Leave it to the Europeans to find the essence of the American West. The Italians, with their spaghetti westerns, left us whistling Morricone long after Autry and Rogers rode into the sunset, and now, of all people, a German photographer named Berthold Steinhilber has captured something of the West that no American ever could.
Steinhilber's haunting prints are the centerpiece of Gallery Homeland's group photography show, Wild, Wild West, curated by local artist Todd Johnson. The show's conceit (a survey of "the legacy and influence of the mythology and romanticism of the American western frontier") is staggeringly hackneyed, but thanks to Steinhilber's works, and those of American Timothy Hursley, the exhibition redeems itself. A super-slick commercial photog who shoots campaigns for Porsche, Steinhilber spends his free time doing fine-art work that exults in elegiac light play. A few years back, he photographed ghost towns such as Bodie, Calif., and Golden Springs, Colo., opting to shoot at dusk with extremely long exposures (up to two hours, for the love of God!), slowly sweeping a handheld, battery-powered headlight over the buildings, rather than blasting them with floodlights. This painstaking, obsessive technique results in a preternatural effect that befits the eerie subject matter and presents a new way to see the normally sun-blanched wooden façades.

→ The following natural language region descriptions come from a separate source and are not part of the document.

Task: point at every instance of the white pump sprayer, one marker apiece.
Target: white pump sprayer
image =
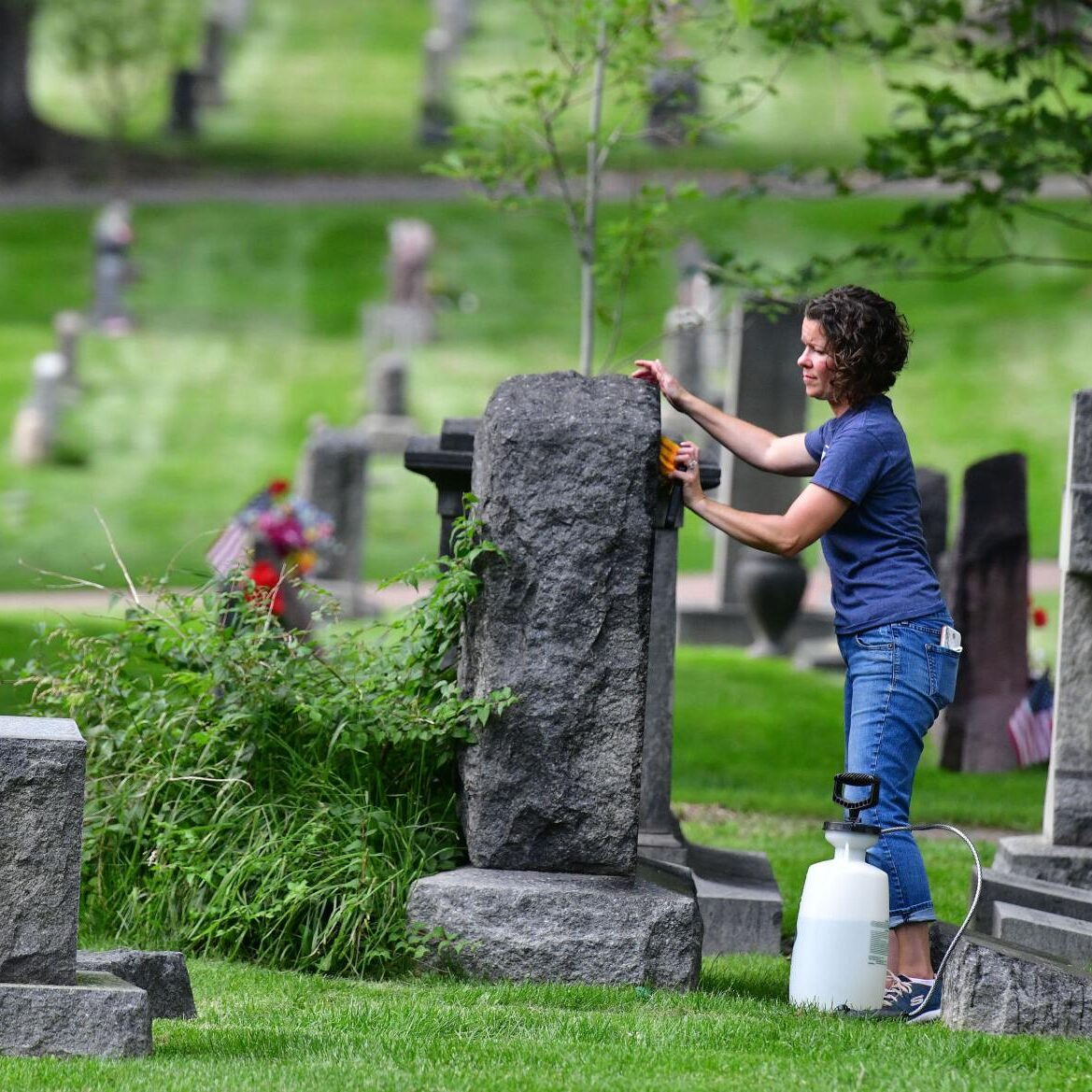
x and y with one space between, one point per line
840 955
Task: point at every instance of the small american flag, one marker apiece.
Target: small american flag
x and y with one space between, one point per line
228 550
1032 723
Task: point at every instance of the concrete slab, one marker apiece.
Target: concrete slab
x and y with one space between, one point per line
1053 934
994 986
98 1015
522 925
1035 858
162 975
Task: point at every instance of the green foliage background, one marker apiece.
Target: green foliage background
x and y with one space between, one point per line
253 795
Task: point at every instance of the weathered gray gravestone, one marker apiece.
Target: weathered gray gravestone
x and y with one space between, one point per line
45 1007
332 476
763 388
210 84
564 469
567 489
1038 892
988 600
111 236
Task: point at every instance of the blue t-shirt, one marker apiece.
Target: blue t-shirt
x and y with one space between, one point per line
879 564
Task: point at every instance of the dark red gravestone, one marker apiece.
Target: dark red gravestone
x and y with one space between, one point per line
988 600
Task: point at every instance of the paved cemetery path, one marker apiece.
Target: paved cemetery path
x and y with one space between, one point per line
58 190
693 589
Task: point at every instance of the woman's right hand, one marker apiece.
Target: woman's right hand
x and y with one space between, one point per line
653 372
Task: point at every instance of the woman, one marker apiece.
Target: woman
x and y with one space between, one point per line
890 618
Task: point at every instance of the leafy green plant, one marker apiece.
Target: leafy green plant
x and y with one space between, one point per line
253 795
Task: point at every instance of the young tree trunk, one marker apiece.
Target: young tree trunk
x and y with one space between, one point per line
588 249
25 140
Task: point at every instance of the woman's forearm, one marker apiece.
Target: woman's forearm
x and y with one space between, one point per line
749 443
770 533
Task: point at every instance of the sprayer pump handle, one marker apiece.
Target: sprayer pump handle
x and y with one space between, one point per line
857 781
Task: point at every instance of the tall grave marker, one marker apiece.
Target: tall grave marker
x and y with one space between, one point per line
566 471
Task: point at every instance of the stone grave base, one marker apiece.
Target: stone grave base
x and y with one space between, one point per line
98 1015
611 930
1033 857
739 901
729 625
999 886
162 975
995 986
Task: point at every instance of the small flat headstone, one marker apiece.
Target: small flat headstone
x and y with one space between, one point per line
42 774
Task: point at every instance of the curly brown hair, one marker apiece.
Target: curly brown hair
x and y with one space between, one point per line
867 337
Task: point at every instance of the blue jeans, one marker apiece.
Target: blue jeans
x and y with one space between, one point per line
898 679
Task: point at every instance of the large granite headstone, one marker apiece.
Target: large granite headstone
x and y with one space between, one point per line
567 489
1039 891
988 600
566 474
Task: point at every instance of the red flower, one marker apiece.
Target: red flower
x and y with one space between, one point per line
266 581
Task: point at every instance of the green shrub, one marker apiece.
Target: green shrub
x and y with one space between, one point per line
254 795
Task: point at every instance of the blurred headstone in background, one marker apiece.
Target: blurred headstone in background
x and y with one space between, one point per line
232 14
182 121
674 85
407 317
210 84
111 237
332 477
68 328
453 17
988 600
35 426
437 114
675 92
388 425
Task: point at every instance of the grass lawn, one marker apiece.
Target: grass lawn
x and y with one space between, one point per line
337 86
757 745
249 327
261 1031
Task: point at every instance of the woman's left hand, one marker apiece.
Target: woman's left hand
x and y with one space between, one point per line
688 472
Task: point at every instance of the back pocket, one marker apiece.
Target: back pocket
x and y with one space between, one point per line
943 667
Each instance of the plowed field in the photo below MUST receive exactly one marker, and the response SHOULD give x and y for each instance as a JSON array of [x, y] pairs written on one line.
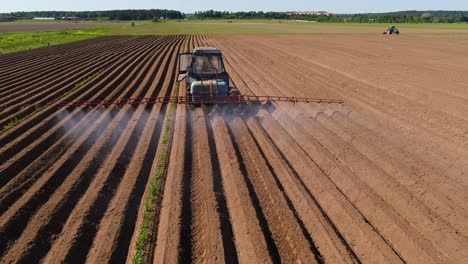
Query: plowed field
[[381, 179]]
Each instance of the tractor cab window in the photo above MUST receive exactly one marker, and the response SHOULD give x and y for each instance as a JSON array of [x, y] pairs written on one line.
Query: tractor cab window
[[207, 64]]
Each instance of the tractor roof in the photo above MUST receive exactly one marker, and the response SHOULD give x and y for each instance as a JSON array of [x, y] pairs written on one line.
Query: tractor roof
[[206, 50]]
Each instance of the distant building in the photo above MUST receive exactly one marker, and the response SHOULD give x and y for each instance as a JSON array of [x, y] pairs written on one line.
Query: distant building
[[310, 13], [44, 18], [71, 18]]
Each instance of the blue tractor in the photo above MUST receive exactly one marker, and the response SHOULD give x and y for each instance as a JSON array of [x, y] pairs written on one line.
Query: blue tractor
[[206, 79]]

In the late 1980s, Hursley photographed the interiors of Nevada's legal brothels: the Mustang Ranch, the Chicken Ranch and others. These establishments, many of them now boarded up, shared the same fabulously tacky decor: fuchsia velour couches, unironic shag carpeting and wood paneling, and gold-painted chandeliers. There are no people in the photos, although a few partially deflated blowup dolls inhabit the tableaux. What Hursley and Steinhilber are both photographing is the aftermath of fantasy. What they grasp is that no matter how alluring in the heat of lust, any bordello—from the glitzed-up Mustang Ranch to the Great American West itself—becomes a filthy whorehouse the instant after you come. Hope and gold and fairy dust evaporate when destinies manifest, and suddenly you find yourself in a ghost town that used to be a repository for dreams.